Lyft-FCC-Telemarketing
New York City Declares Lyft ‘Unauthorized’ Days Before Launch (2014). Credit: Jeff Chiu/AP

Lyft is a private American transportation network company based in San Francisco and famous for connecting passengers who need a ride with drivers who have a car.

Although in the company’s service terms it is stated that users have the option to answer or avoid marketing messages, Lyft’s mobile phone application blocks service to users that attempt to opt out the automatic messages.

First National Bank is also cited for the same reason.
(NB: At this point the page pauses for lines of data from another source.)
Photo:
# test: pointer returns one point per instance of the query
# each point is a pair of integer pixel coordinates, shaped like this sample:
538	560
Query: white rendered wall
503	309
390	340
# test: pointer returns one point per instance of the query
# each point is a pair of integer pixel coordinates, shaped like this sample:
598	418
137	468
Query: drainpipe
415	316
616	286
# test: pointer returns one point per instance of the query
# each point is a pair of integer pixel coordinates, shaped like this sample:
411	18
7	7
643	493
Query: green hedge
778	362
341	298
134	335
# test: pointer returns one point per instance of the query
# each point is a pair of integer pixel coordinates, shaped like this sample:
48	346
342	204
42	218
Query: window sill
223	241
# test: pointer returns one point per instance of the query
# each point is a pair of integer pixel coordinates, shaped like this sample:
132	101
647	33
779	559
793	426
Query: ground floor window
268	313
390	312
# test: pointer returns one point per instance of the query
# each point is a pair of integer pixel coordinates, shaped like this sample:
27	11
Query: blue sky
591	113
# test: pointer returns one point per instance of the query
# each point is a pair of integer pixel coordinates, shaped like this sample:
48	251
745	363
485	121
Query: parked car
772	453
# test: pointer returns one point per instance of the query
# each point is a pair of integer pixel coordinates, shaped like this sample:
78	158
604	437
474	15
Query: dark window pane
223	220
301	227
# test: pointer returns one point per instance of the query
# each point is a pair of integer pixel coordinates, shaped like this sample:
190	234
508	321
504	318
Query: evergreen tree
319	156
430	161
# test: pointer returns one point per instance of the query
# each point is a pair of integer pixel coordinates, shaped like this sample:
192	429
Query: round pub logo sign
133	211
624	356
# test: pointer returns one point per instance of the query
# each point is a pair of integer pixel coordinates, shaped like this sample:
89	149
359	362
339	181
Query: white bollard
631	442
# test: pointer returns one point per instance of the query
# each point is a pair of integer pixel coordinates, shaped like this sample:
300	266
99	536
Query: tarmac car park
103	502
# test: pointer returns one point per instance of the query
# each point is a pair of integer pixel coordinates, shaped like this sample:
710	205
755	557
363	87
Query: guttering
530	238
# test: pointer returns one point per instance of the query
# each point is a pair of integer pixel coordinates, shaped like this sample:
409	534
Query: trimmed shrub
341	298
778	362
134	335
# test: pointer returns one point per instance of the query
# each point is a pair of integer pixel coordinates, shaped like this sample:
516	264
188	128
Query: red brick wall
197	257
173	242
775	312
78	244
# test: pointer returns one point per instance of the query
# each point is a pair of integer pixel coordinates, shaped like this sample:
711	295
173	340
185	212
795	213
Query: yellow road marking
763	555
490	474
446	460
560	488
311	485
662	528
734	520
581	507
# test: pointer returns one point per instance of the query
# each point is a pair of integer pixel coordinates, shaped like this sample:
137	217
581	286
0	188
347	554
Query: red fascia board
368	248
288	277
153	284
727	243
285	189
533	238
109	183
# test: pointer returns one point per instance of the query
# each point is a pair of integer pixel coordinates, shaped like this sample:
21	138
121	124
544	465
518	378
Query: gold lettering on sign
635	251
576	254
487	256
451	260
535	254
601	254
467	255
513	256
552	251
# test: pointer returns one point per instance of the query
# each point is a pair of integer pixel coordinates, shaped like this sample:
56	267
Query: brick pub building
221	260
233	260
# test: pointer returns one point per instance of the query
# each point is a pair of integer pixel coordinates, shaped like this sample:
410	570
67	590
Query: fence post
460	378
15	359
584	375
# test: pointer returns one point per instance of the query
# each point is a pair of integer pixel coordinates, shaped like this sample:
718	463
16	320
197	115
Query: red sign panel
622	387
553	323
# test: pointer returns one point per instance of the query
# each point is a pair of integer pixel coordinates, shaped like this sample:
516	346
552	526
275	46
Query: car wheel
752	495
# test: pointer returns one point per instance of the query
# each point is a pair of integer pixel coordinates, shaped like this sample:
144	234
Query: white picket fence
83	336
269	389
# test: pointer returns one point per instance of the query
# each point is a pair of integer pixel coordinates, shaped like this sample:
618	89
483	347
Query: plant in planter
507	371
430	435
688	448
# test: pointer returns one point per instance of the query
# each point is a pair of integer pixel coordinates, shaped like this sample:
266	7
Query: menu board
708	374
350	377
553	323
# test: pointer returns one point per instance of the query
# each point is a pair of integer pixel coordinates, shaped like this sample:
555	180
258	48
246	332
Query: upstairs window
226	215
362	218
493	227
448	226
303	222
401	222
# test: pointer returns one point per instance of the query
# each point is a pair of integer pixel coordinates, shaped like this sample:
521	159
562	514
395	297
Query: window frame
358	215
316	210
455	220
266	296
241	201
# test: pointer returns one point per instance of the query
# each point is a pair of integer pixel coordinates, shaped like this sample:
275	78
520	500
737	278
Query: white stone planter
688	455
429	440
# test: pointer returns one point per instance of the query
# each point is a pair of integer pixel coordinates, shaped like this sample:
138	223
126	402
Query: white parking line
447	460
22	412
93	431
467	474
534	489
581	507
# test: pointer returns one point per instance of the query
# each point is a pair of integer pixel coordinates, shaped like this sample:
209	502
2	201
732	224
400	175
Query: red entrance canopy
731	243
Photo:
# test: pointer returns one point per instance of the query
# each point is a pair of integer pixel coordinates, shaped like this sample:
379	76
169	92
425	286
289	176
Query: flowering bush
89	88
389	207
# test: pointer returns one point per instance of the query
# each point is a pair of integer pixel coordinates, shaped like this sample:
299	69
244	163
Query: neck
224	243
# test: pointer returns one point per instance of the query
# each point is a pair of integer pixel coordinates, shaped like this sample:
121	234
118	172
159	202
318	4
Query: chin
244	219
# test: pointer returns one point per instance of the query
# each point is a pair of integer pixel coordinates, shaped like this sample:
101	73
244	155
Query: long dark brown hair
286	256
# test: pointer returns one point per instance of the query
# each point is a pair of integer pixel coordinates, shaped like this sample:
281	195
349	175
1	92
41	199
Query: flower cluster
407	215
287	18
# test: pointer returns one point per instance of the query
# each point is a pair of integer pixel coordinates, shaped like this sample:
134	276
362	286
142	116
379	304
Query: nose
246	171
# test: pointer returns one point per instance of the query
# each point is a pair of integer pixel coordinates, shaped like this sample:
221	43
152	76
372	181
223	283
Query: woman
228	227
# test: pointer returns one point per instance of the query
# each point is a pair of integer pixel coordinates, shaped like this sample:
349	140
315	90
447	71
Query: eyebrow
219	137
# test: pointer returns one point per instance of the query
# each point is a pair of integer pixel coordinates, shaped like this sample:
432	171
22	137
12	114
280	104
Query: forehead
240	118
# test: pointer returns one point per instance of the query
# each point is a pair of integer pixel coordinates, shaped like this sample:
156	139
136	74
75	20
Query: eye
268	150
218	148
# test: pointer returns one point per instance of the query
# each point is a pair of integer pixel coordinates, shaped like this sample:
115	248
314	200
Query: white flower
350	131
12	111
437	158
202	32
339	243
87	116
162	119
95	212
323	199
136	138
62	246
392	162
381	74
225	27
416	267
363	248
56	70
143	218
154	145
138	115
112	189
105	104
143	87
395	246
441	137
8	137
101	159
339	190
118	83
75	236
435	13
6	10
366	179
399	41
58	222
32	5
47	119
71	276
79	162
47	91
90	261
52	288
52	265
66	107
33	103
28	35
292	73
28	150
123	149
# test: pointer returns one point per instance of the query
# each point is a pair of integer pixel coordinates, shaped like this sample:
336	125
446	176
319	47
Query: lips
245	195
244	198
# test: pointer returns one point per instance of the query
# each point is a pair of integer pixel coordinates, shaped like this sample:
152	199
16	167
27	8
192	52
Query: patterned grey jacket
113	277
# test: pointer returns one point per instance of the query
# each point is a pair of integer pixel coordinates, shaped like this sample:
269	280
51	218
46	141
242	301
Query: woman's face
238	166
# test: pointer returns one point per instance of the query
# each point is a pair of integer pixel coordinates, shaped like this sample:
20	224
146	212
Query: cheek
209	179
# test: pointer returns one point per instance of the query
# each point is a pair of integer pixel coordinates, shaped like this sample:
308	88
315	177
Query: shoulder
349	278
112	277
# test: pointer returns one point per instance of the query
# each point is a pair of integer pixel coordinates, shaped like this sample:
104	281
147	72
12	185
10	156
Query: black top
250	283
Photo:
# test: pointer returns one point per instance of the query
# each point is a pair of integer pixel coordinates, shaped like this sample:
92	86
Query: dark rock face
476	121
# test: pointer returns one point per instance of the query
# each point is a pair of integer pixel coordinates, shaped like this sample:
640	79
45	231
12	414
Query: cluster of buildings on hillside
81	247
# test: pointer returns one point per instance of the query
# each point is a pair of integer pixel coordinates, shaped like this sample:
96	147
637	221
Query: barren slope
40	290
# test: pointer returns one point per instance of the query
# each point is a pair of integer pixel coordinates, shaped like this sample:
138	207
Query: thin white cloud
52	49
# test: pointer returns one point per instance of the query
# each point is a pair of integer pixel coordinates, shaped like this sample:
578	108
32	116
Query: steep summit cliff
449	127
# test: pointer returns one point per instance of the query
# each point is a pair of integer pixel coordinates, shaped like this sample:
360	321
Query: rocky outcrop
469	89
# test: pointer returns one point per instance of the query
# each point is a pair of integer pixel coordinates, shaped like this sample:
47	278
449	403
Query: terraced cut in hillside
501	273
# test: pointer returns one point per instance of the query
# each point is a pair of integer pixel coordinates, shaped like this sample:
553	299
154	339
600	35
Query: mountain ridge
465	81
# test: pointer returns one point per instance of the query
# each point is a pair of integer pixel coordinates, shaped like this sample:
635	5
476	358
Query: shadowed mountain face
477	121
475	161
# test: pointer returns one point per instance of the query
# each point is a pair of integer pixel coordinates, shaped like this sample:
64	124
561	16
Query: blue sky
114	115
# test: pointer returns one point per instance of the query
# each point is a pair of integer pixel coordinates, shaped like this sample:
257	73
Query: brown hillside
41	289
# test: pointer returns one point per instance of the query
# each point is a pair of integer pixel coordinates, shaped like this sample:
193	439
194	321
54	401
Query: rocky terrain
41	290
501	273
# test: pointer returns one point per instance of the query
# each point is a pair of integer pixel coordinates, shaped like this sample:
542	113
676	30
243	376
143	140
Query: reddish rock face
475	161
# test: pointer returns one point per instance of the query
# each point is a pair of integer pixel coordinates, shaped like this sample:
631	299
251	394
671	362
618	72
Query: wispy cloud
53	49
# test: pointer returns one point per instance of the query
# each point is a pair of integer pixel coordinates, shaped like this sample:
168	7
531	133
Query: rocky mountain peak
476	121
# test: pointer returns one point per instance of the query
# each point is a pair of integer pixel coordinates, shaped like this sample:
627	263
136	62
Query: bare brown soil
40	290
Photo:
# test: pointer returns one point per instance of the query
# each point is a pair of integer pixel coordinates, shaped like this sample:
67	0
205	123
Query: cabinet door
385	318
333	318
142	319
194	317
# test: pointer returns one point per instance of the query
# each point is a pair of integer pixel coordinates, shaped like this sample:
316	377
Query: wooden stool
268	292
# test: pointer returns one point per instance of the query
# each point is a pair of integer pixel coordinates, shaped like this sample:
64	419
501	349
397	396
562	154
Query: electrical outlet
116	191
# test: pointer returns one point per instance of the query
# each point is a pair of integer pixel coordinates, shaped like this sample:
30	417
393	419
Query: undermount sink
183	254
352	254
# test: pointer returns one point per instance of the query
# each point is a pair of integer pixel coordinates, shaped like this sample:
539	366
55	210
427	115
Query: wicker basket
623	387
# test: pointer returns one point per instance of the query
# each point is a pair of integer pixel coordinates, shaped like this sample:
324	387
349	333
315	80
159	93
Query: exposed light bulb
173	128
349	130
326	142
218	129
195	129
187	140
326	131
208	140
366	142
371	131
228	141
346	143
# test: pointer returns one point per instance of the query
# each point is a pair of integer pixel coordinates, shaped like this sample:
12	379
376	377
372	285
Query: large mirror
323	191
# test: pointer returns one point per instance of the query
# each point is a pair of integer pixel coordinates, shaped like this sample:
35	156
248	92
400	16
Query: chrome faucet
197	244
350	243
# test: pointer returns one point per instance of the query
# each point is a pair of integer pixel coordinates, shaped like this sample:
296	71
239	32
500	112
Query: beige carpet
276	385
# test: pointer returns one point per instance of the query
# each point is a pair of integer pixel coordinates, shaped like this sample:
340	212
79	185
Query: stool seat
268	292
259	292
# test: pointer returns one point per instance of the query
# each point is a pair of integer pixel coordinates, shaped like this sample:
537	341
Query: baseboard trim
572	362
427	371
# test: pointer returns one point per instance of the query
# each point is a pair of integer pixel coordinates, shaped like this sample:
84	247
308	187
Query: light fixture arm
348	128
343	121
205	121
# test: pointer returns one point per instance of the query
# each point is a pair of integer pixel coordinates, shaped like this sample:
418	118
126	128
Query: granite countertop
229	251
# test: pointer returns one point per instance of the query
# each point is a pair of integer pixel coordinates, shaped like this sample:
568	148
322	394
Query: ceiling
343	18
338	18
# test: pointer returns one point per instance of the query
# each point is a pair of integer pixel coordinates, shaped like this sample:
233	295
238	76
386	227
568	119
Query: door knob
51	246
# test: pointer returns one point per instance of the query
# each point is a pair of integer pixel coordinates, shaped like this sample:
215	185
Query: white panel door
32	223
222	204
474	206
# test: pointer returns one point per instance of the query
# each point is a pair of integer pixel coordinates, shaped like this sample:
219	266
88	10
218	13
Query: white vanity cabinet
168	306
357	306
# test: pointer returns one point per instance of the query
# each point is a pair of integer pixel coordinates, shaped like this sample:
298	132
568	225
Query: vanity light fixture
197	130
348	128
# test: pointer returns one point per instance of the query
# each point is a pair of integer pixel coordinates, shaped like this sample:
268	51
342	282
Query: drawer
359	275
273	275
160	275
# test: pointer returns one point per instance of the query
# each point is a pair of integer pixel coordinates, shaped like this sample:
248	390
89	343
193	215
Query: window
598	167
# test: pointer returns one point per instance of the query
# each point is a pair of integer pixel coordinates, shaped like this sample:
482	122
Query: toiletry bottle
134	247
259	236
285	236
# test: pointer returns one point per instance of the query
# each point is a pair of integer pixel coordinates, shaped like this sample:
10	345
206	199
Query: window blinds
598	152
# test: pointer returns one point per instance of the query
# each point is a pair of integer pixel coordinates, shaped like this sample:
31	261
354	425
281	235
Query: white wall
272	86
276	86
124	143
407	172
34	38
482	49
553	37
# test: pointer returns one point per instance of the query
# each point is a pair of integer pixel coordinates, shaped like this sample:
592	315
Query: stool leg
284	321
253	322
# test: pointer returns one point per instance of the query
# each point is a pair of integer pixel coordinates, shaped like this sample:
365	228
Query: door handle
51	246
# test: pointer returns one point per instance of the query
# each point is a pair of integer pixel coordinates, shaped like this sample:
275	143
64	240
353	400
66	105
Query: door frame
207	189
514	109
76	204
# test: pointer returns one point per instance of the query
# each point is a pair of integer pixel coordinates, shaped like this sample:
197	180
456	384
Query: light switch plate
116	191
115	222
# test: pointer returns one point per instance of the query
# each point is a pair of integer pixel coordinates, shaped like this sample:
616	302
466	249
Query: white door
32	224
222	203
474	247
The FCC gave both companies 30 days to respond to the citation and if they do not fix their user agreements, they could face charges.

While Lyft has announced the company is currently reviewing the citation and looks forward to resolve the problem with the FCC, First National Bank has denied the allegations but promised to solve the issue.

“We generally allow all customers to opt out of marketing information,” Jennifer Reel, a spokeswoman for the Pittsburgh-based bank, told Bloomberg. “We will immediately investigate the issue and are fully committed to ensuring that we continue to comply with consumer rights and regulations.”

This is not the first time that the FCC has sent citations to other companies, nor it is the last one. Last June, the FCC sent a letter to PayPal’s general counsel to fix its User Agreement due to the fact that it seemed to require customers to accept surveys, offers and promotions.

The FCC has also sent a strong warning to other companies who send robotic messages. Travis LeBlanc, the chief of the FCC’s enforcement bureau, asked these and other companies who have similar marketing practices to make swift changes.